Is Hunt Valley Macy's demise a portent or blip?

MICHAEL OLESKER

August 06, 1992|By MICHAEL OLESKER

On the night before they closed the doors at Macy's at Hunt Valley Mall, we walked through the huge rooms and felt like intruders at an indoor graveside service for an old acquaintance.

The big place had a haunted, eerie feel, as though staged by Rod Serling. The sign on the front door said, "Sale: Take 85 Percent Off Ticketed Price," but there was almost nothing left to ticket and nobody left who cared.

About 50 feet inside the front door, a handful of people lined up with self-consciously bowed heads and checked out the final remains of merchandise. But these last sweaters and scarves were all collected in one little area. The rest of this vast, multi-floored department store giant was empty but for the carcasses of once-brimming shelves and mirrors that seemed to gape at each other across the shadows.

Cash registers beamed out a typed electronic message: "Welcome to Macy's. Enter Employee Number." But there were no employees standing over any of them. Cases that once held glittery jewelry were now empty and looked like TV monitors turned off. An isolated sign of humanity was a big photo of a stunning perfume model, but she had no one there to admire her: Imagine such a woman without a date!

Beyond that, imagine troubled Hunt Valley Mall without Macy's as its anchor. Imagine Macy's without enough customers to keep its doors open. Consider the latest financial numbers from the department store chain: $64.68 million in losses through June, as Macy's closed seven stores around the country and struggled through its worst period since filing for Chapter 11 protection from creditors.

"It's sad," said a woman holding up a beaded sweater no one else in the world, in weeks of closeout sales, had wanted to buy. "It feels like we sneaked into somebody's house after they died, and we're going through their things."

This sort of mood is not exactly isolated at Hunt Valley, which was in trouble long before the Macy's closing. There are vast expanses of walkway emptiness where shoppers had been expected when the north Baltimore County mall first opened its doors 11 years ago. There are stores operating on marginal profits and others hanging on for life. And there is a revolving-door leasing of space as many stores have shut down and were -- sometimes -- replaced by newcomers.

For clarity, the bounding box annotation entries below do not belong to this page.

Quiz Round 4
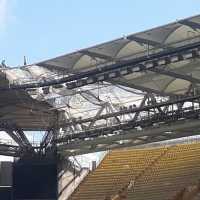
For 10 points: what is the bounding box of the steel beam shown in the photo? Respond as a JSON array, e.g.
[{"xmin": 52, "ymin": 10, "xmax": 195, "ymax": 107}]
[
  {"xmin": 149, "ymin": 67, "xmax": 200, "ymax": 84},
  {"xmin": 80, "ymin": 50, "xmax": 114, "ymax": 61},
  {"xmin": 58, "ymin": 120, "xmax": 200, "ymax": 155},
  {"xmin": 126, "ymin": 35, "xmax": 162, "ymax": 47}
]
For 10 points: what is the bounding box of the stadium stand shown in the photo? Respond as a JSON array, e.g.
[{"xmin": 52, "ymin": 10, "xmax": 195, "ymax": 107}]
[{"xmin": 70, "ymin": 143, "xmax": 200, "ymax": 200}]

For much of its life, you could walk through Hunt Valley and think: Why does it feel so empty here?

On Tuesday, the night before Macy's closed, the whole mall had a lonely feel to it. Rows of shops had no customers, and employees stood about with arms folded idly over their chests. The shells of former stores sat darkened behind plywood fronts. At the food bazaar, five of 14 carryouts were boarded up, and almost no one waited for food at the nine remaining places.

Throughout the mall, it felt as if everyone had been ordered to clear out for a bomb threat, but a few hapless stragglers hadn't heard about it.

Some said it was a normal week-night feeling.

"And now," said the manager of a small clothing store, "we're all holding our breath over the Macy's closing. We don't get their customer fallout. Does this mean we're all on life-support systems, or does somebody around here finally get an imagination and bring us back to life?"

Much of this, even in a long season of national economic blues, seems strangely out of place. Not so long ago, after the arrival of Harborplace, shopping centers around here were all opened with much public hoopla -- Remember Owings Mills Mall? Remember White Marsh Mall? Remember the Brave New Mall media accompaniment to each opening?

Along with this came a simple assumption: Anything built in suburbia cannot possibly fail.

Hunt Valley seemed to qualify: It was morning in America out there. People had money out there, and a history of spending it. This wasn't downtown Baltimore's abandoned Howard Street, it was exactly the sort of place all those department store owners had fled to. It was the Promised Land.

Shopping centers were our new psychological town centers, not only the stores where we went to buy our goods, but the little mercantile villages where we socialized for a few hours at a time over lunch, and the geographical reference point for distant friends who needed directions to our neighborhood.

"They float on the landscapes like pyramids to the boom years," Joan Didion once wrote in a magazine essay called "The Shopping Center." "They are toy garden cities in which no one lives but everyone consumes."

"The shopping center," the Urban Land Insitute exulted 35 years ago, "is today's extraordinary retail business evolvement. The automobile accounts for suburbia, and suburbia accounts for the shopping center."

But what accounts for the troubles of Hunt Valley Mall, and the closing of its Macy's outlet? Is this the beginning of the end of the golden era of huge shopping malls, or merely an aberration? Is it a metaphor for America in the '90s, or merely a blip on an economic radar screen?

On Tuesday, the night before Macy's closed, there were people who walked out of the store with nothing in their hands but some cardboard boxes they'd picked off the floor.

There's the lasting picture: People walking out of a deserted mall past the shells of former shops, carrying empty boxes from a store which no longer exists.